Acordo com meu pai me chamando.

- Quando o senhor chegou?

- Agora pouco. Desculpe a demora. Tive que acompanhar suas mães em um brunch com uns amigos importantes.

- Ah, e porque não avisou?

- O brunch era privado e anti-tecnológico. Quando você mandou a mensagem,estava na entrada. Pediram o celular e então não consegui responder.

- Entendi.

- Mas, então, qual é o problema? Já tem muitos anos que você não desce aqui.

- Pai, preciso da ajuda do senhor.

- Diga.

- Como deixar claro os meus sentimentos sem magoar as outras pessoas envolvidas?

- Filha, não seja ingênua. Independente do que você fizer, as outras pessoas vão sair magoadas. O que você pode fazer, e a única coisa que pode fazer, é ser sincera com você e com eles. Precisa lhes dizer a verdade. Nua e crua.

- Mas, pai, não quero magoar ninguém. É tão dolorido magoar alguém. E é tão dolorido ser magoado. Por quê tem que ser assim?

- Porque a vida é assim, minha filha. Sem dor jamais saberíamos aproveitar a cada momento de felicidade. Se fôssemos felizes o tempo todo, não daríamos valor a essa felicidade. Com a dor aprendemos a valorizar cada pequeno momento feliz.

- Mas isso não faz sentido. A dor não deveria existir. Não precisamos sofrer pra em um lapso de tempo, rir.

- Eu sei que você não consegue entender a beleza do que eu te digo agora, mas um dia você vai entender. Mas, eu tenho uma pergunta a fazer.

- Pode perguntar, pai.

- Você está realmente segura do que sente? Ou você só está apressando o seu coração pra forçá-lo a lhe dar uma resposta?

- Claro que sim pai. Por que o senhor acha isso?

- Por que se soubesse mesmo, e se estivesse segura disso não estaria me enchendo de perguntas sobre como fazer as coisas.

- É que eu tenho receio. Será que estou fazendo o certo?

- Só siga seu coração. Ele sempre sabe qual é a melhor resposta e se você não sabe a resposta é por que ela não está no seu coração. Vou subir.

Essa frase do meu pai foi como um colírio para os meus olhos. Me deixou tudo tão claro, que eu só não enxergaria se eu não quisesse.

Eu sei quem eu quero e sei quem vou acabar magoando. Tenho que ser sincera comigo. Mentir para mim não adianta. E eu já sei como vou fazer isso.

Subo ao meu quarto e pego papéis e caneta e começo a escrever. Escrevo cartas para cada um. Cartas onde eu vou expressar o que eu sinto por cada um, pessoal e claro.

Escrever cada uma dessas cartas é muito significativo. Existe uma conexão muito forte por trás de cada palavra.
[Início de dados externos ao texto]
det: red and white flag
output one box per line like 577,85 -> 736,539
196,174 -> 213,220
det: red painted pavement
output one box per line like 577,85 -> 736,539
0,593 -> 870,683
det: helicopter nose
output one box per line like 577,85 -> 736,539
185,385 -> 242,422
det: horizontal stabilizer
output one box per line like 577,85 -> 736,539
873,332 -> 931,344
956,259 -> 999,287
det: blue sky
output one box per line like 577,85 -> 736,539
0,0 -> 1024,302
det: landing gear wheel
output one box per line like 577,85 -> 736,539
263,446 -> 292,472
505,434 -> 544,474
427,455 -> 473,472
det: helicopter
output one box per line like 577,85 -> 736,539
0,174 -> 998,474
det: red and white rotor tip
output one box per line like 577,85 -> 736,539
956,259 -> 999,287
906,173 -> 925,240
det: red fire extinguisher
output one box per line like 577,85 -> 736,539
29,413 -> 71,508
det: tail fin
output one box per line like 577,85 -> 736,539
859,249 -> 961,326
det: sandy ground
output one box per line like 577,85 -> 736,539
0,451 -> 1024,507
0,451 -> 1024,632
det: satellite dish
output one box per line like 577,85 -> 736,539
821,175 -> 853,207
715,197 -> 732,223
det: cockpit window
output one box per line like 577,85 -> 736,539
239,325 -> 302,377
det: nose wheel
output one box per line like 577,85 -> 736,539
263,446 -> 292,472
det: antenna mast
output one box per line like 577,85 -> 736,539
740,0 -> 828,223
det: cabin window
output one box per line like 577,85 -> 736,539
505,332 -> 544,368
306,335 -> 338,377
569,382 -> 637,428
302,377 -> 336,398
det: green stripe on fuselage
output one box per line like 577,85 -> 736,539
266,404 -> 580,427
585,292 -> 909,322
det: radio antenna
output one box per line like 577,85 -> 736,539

Existe a entrega verdadeira de algo que estava tão preso no meu coração que se eu não as compartilhasse, se eu não as deixassem fluir para fora, eu simplesmente, explodiria.

E eu não quero mais explodir. E desse jeito, eu não preciso ver a decepção e a tristeza nos olhos de cada um que eu magoei.

E permito que eles tenham tempo para digerir cada uma delas. E vou pedir uma chance para poder amar e ser amado pela pessoa que meu coração elegeu para permanecer.

Espero que eu ainda tenha espaço para ocupar o coração de outra pessoa. Por que o sentimento que tenho dentro de mim é tão grande que, não cabe mais em único coração. Ele precisa ser dividido para dois.